Stromkonzern Alpiq will weiter «restrukturieren»

Der Oltner Energiekonzern Alpiq leidet unter der Energiewende. Auch im dritten Quartal drücken grosse, alte Energie-Anlagen auf das Geschäftsergebnis. Das Sparprogramm im Konzern soll deshalb «verstärkt» werden. Wie, ist allerdings offen.

Ein Flusskraftwerk von Alpiq an der Aare in Gösgen, im Hintergrund das AKW Gösgen, das ebenfalls zur Alpiq gehört. Bild in Lightbox öffnen.

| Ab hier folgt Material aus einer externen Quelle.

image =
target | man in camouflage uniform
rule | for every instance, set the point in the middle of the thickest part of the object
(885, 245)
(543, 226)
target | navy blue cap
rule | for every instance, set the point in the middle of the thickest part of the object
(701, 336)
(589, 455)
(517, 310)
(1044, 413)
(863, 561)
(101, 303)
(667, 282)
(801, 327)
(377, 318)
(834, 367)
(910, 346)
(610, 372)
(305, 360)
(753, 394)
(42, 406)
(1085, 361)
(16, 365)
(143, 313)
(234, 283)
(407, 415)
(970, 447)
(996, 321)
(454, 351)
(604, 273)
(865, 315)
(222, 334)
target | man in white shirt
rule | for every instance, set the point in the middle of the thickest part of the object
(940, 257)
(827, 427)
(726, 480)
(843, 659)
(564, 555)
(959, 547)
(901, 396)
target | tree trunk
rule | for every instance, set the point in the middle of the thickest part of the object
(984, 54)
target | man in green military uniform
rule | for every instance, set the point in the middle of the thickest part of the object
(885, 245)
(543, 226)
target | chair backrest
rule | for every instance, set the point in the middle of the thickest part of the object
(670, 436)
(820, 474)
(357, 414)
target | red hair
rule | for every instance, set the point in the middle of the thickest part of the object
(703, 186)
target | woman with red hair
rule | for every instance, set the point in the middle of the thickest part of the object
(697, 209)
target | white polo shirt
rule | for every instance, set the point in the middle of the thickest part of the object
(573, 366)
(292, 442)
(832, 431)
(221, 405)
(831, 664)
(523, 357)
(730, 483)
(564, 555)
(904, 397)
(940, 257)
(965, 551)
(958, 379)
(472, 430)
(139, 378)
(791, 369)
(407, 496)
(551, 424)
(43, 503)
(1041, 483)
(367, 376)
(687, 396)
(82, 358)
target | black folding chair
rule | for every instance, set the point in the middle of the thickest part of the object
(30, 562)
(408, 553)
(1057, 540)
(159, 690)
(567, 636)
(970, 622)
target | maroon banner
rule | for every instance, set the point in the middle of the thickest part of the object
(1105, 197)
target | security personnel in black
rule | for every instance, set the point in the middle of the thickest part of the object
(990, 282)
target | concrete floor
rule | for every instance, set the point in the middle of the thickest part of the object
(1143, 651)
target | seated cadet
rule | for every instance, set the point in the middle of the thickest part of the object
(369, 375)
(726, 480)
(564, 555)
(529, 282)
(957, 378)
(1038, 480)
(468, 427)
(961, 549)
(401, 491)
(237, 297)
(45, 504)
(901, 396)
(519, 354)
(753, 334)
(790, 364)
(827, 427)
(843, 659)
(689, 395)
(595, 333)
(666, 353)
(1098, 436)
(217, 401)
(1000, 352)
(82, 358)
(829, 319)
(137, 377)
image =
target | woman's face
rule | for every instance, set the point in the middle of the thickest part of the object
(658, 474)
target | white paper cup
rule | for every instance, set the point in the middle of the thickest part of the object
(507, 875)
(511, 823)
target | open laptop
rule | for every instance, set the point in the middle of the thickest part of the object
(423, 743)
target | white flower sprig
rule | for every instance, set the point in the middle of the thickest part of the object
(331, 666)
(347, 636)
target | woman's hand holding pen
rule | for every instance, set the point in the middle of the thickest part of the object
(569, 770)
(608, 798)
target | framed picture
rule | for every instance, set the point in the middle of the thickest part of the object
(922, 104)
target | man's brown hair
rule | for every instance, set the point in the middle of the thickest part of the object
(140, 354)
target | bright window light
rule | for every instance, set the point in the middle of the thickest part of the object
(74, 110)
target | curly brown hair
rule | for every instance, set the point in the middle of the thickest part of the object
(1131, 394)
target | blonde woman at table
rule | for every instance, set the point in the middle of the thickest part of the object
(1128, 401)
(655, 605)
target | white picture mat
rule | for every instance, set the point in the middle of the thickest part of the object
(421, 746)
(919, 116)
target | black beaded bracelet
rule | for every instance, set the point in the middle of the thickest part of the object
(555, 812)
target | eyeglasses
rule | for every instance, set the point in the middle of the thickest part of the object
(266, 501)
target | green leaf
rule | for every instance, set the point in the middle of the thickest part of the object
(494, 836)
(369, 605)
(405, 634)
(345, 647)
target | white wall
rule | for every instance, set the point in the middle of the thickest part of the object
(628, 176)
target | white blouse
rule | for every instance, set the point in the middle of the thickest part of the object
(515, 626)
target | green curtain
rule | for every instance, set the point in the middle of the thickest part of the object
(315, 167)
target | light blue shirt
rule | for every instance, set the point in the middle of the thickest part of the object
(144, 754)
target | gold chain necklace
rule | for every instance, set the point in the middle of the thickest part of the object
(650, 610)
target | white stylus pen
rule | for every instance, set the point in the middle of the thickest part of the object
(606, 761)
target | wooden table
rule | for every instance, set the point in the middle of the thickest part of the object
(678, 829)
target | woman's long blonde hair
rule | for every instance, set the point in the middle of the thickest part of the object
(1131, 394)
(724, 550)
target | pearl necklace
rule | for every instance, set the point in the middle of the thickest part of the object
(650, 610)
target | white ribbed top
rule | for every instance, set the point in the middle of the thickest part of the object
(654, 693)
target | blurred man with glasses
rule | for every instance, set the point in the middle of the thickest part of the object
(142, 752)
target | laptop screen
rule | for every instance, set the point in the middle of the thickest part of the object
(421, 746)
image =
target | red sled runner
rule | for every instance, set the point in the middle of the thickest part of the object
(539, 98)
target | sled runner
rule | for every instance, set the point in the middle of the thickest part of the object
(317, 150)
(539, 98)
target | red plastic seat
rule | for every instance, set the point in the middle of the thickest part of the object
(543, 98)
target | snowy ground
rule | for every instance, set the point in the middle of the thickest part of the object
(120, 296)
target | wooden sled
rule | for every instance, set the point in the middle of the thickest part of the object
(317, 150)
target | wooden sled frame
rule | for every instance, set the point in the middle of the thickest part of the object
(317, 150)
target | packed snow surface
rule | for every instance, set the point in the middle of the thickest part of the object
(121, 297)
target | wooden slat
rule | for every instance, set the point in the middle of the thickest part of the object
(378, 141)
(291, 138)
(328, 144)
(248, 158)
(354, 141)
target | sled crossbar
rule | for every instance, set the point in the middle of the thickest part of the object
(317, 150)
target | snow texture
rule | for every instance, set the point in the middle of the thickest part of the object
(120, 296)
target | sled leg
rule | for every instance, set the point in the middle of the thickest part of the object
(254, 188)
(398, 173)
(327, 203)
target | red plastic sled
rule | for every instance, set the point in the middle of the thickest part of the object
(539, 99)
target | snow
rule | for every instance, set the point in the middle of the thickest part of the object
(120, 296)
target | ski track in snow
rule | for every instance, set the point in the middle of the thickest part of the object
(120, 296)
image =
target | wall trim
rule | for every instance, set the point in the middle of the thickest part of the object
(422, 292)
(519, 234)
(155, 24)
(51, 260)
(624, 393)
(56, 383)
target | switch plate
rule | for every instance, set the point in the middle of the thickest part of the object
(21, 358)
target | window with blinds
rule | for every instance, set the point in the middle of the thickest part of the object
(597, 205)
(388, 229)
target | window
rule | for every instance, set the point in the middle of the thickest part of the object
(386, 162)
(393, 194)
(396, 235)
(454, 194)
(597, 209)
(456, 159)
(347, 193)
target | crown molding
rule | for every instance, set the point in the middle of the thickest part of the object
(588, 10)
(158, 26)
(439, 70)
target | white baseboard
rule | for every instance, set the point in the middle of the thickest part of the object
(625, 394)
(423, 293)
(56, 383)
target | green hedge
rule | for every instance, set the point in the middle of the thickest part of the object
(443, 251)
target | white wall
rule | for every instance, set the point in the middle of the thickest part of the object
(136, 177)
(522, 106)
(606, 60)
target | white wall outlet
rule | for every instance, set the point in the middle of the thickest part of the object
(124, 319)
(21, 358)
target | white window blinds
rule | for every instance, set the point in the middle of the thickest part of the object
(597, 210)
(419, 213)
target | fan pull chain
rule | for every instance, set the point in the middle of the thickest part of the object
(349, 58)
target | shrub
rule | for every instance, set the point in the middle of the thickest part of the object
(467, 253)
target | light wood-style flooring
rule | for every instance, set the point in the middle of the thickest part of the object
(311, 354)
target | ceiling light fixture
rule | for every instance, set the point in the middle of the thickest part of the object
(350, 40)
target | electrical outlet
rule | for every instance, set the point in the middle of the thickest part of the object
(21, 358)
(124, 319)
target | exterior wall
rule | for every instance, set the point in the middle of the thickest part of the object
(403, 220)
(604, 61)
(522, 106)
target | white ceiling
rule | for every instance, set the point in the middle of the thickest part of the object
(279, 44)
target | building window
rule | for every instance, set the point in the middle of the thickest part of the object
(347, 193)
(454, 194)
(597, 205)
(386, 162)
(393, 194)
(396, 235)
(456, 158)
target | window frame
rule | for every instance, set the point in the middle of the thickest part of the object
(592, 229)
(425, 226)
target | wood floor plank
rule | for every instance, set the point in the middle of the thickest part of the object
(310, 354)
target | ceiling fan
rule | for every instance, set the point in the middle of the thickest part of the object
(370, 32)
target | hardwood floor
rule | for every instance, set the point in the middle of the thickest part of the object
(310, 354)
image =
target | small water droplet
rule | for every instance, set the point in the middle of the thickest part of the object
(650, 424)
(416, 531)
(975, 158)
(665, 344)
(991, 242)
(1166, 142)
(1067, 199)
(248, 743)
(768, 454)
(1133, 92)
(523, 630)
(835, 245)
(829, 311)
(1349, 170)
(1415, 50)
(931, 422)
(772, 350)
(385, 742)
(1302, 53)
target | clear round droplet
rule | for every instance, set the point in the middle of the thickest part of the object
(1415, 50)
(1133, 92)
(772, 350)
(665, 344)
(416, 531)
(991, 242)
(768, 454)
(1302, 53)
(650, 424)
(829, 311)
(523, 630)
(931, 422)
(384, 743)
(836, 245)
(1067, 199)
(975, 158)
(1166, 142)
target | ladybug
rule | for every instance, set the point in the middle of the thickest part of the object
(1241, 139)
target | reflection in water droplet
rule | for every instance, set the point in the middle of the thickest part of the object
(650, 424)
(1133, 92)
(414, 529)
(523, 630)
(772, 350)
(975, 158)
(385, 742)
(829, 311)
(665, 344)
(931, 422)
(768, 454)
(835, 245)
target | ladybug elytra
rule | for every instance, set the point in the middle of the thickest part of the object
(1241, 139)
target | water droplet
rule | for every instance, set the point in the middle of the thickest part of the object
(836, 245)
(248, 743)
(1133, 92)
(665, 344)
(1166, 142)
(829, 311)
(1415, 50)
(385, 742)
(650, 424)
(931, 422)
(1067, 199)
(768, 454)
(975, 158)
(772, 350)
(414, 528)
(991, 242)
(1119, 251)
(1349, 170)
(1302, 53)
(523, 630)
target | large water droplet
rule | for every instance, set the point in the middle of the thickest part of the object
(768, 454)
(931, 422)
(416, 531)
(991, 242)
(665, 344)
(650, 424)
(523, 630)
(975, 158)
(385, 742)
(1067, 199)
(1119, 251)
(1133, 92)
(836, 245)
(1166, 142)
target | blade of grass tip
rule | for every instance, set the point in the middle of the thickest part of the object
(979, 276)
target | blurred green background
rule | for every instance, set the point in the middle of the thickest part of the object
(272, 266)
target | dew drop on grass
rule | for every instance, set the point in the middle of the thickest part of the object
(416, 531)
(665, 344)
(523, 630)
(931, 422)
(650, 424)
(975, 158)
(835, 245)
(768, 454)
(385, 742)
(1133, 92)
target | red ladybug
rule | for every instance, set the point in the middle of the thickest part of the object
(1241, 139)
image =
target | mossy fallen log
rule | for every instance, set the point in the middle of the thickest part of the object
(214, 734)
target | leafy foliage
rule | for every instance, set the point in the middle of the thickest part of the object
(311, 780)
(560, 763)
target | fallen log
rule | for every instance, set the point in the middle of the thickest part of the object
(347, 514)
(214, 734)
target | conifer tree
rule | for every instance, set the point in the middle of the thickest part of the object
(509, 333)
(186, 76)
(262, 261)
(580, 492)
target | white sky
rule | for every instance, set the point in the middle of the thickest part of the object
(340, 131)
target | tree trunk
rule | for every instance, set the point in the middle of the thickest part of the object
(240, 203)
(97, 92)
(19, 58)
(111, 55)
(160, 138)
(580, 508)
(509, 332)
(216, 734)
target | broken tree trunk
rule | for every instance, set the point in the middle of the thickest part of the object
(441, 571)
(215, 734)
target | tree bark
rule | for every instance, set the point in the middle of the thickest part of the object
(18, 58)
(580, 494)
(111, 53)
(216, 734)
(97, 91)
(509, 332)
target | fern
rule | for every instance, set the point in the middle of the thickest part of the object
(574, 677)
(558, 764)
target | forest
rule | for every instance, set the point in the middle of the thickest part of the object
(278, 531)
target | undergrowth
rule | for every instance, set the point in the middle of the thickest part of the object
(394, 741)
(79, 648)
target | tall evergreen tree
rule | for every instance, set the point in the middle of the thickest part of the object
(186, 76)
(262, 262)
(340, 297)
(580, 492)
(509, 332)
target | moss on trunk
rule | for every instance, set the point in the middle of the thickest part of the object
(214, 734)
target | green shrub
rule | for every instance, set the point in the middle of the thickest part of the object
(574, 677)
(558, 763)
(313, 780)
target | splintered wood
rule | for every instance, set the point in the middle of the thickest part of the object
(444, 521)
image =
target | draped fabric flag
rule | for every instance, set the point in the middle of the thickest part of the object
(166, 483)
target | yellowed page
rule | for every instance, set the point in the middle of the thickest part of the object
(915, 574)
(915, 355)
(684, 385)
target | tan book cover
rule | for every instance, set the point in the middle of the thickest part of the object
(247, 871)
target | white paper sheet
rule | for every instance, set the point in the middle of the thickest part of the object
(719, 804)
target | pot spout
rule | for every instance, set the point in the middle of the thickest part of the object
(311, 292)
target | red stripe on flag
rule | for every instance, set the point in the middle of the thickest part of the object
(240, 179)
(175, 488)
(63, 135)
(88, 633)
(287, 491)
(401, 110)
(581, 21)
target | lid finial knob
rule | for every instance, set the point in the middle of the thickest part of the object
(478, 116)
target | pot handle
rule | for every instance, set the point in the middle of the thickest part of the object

Bildlegende: Die Energiewende drückt aufs Geschäft Aktuell produziert Alpiq wie hier in Gösgen vor allem Strom aus Wasser- und Atomkraft. keystone

Der Energiekonzern Alpiq hat in den ersten neun Monaten des laufenden Jahres einen Gruppengewinn von 144 Millionen Franken erzielt, 20 Prozent weniger als in der Vorjahresperiode. Auch der Nettoumsatz des Stromkonzerns ging im dritten Quartal zurück, und zwar um 5,3 Prozent auf 9,7 Milliarden Franken.

Grund dafür seien die tieferen Strompreise und die geringere Nachfrage, teilte Alpiq am Montagmorgen mit. Die Alpiq hat aber auch ein Strukturproblem. Sie besitzt grosse Energie-Produktionsanlagen in über 20 Ländern. Diese Kraftwerke verlieren an Wert, weil künftig eher Photovoltaik und Windenergie gefragt sind.

Alpiq musste deshalb bereits im vergangenen Jahr 1,7 Milliarden Franken auf solchen Anlagen abschreiben. Und auch 2012 könnte es wieder grosse Abschreibungen geben, heisst es auf Anfrage von Schweizer Radio und Fernsehen beim Konzern in Olten.

Restrukturierungsprogramm «verstärken»

In Anbetracht der verschlechterten Marktbedingungen prüfe man derzeit zudem, das «laufende Restrukturierungsprogramm zu verstärken». Das Restrukturierungsprogramm umfasst unter anderem auch den im November 2011 begonnenen Stellenabbau.

Auch der Verkauf des tschechischen Braunkohlekraftwerks in Kladno/ Zlin sei eine Option, heisst es im Communiqué. Worin die weiteren Restrukturierungsmassnahmen sonst genau bestehen, war auf Nachfrage bei der Medienstelle nicht zu erfahren.

Weiterer Stellenabbau bei Alpiq?

Die zur Diskussion stehenden Massnahmen seien «strategischer, struktureller und finanzieller» Art, war Sprecher Martin Stutz einzig zu entlocken. Ob ein weiterer Stellenabbau bevorstehe, könne man derzeit noch nicht sagen.

Das im November 2011 lancierte Restrukturierungsprogramm umfasste bis anhin die Streichung von 450 Stellen, 170 davon in der Schweiz. Zudem verkaufte der Stromkonzern das Anlagetechnikgeschäft.

«Geografisch fokussieren»

Generell wolle sich Alpiq auf das Geschäft in der Schweiz und in den umliegenden Ländern konzentrieren, hiess es auf Anfrage.

Man wolle sich «geografisch fokussieren». Deshalb ist Alpiq bereits in mehreren Ländern aus dem Stromgeschäft ausgestiegen, namentlich in Finnland, Italien, Spanien und Rumänien.